Der nächste Wirt und Brauer war Johann Evangelist Schallhammer aus Unterpeißenberg. Von ihm stammt angeblich das schöne Sonntagsgewand, das in einer Vitrine im Haus des Gastes ausgestellt ist. Er hat
damit sicher einen respektablen Eindruck gemacht, nur mit der Partnerwahl seiner beiden Kinder war er gar nicht zufrieden. Amalie hatte eine rührende Romanze mit dem Zeller Lehrer Johann Pfister, den
der Vater als Hungerleider ansah. Auch der gleichnamige Sohn Johann brachte nicht eine Wirtstochter ins Haus. Seine große Liebe war die Hammerschmiedstochter Marianne Hartmann in Heitlern. Beide
Kinder konnten erst
nach des Vaters Tod heiraten. Es muss damals wirklich ordentlich gekracht haben, im Rößlewirt, so sehr, dass der Sohn nicht einmal Wirt werden wollte. 1869 hat er das Anwesen verkauft.
Der nachfolgendende Besitzer Joseph Haf und sein Sohn Theodor waren die letzten Brauer im Rößle. Ab 1941 wurde hier kein Bier mehr hergestellt und 1954 verkauften die Geschwister Laura, Hedwig und
Joseph Haf den Gasthof an die Brauerei Weitnau.

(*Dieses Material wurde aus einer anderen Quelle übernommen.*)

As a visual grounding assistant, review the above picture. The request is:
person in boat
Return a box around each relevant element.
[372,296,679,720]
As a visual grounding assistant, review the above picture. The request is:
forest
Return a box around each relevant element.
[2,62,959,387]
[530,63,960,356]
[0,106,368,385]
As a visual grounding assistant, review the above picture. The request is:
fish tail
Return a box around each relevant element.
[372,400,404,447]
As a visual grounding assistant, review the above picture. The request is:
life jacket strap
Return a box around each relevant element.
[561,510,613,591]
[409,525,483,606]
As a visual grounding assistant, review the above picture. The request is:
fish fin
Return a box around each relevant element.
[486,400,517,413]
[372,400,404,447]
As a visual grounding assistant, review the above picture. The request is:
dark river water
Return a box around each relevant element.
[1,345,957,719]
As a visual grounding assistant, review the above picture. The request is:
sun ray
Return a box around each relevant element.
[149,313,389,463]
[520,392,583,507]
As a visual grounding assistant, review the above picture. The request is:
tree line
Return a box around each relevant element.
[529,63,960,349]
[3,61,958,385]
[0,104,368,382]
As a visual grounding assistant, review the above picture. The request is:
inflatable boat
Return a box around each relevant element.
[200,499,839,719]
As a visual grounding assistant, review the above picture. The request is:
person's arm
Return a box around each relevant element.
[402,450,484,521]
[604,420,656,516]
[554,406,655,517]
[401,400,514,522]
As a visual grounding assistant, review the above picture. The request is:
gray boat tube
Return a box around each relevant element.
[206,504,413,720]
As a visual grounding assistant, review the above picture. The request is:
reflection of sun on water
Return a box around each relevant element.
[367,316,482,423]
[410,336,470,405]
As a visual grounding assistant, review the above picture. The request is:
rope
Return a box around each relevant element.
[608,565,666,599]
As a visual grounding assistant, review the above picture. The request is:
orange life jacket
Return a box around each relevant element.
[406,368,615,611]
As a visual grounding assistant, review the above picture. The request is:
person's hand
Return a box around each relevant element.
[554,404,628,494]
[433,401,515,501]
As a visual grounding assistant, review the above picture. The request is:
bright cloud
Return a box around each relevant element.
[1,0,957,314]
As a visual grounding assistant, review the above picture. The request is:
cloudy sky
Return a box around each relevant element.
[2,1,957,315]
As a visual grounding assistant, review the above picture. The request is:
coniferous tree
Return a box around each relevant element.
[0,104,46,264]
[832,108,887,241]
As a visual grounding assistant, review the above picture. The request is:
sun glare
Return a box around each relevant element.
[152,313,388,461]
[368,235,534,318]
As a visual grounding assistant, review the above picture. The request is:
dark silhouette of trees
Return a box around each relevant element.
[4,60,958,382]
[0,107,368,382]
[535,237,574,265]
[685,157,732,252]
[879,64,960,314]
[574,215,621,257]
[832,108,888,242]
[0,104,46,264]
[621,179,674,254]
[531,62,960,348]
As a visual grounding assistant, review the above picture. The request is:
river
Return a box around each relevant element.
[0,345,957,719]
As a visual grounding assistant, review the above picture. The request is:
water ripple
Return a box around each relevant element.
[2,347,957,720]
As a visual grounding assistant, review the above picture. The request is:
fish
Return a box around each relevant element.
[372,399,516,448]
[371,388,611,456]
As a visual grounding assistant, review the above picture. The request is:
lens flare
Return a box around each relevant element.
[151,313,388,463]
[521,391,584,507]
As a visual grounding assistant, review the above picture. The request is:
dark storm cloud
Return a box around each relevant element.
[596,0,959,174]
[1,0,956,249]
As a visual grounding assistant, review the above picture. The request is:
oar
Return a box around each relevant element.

Außergewöhnliches trug sich zu, als man Haf's Joseph zur Letzten Ruhe getragen hat. Nach altem Brauch in Pfronten darf es bei einer "Leich" erst dann etwas heiterer werden, wenn der Pfarrer nach dem
Mittagessen das Gebet gesprochen hat. Da der Joseph aber zu Lebzeiten ein lustiger und umgänglicher Mensch war, so hat die Trauergemeinde – das hat mir ein Teilnehmer glaubwürdig versichert – schon
vorher lustige Lieder gesungen.
So sollen sie mich auch mal auf die letzte Reise begleiten!